I currently have a question about the definition of convex body. The formal definition is: a convex body is a convex set which has non-empty interior. By non-empty interior, we meant for a set $N\subset M$, a point $x\in N$, and any points $y\in M$, $\exists\ \epsilon=\epsilon(y)$ such that $x + ty \in N$ for $|t|< \epsilon$. I think the definition should state that $|t|>0$ as well.
The reason I asked this question is because I was trying to prove that the Hilbert Cube is a convex set but not convex body. After proving it a convex set, and using contradiction to prove the latter part, I ended up with the case that if the Hilbert Cube is a convex body, then $t=0$ is the only value that may satisfy $x + ty\in$ Hilbert Cube.
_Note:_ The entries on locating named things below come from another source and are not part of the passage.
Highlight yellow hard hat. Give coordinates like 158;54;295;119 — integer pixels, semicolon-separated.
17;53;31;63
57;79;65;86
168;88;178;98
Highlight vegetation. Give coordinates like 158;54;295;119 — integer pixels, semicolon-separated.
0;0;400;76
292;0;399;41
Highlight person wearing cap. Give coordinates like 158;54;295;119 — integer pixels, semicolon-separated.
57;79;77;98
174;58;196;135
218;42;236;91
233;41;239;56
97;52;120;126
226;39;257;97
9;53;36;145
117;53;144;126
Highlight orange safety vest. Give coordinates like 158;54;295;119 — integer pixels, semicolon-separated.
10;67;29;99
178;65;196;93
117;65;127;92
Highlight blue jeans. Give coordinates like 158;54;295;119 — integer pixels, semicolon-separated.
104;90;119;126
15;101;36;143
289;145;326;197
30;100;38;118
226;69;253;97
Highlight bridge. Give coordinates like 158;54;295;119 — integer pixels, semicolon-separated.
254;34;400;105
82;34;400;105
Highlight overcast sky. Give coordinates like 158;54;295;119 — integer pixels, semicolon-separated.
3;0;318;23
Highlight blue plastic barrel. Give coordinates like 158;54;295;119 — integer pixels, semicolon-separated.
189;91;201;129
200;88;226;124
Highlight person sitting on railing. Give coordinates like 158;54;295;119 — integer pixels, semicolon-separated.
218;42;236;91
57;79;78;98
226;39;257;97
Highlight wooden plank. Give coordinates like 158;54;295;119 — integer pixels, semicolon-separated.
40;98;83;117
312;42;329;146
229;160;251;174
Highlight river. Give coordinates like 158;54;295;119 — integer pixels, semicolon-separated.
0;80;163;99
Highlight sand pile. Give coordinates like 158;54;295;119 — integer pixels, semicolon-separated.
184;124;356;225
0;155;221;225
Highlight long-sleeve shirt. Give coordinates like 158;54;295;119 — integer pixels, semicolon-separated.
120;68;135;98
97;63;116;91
This is immediately a contradiction to the "new" definition I had above, since $|t|> 0$. I wonder if this is a valid conclusion to make?
This is not a complete statement without quantifiers on $x, y$. Did you mean: For all $x,y$? For some $x,y$? For all $x$ and some $y$ dependent on $x$? Etc.
Here's a precise statement you can prove: there is $y$ such that for every $x\in C$ ($C$ being the Hilbert cube) $x+ty\notin C$ for $t\ne 0$. (This implies that $x$ is not an interior point.) I'll give you a hint: $y$ can be chosen to be the sequence $y_k=1/k^{2/3}$.
This is an odd way to talk about nonempty interior. Maybe you confused the definition with a consequence of having nonempty interior? Normally, $x$ is an interior point if some open ball centered at $x$ is contained in the set.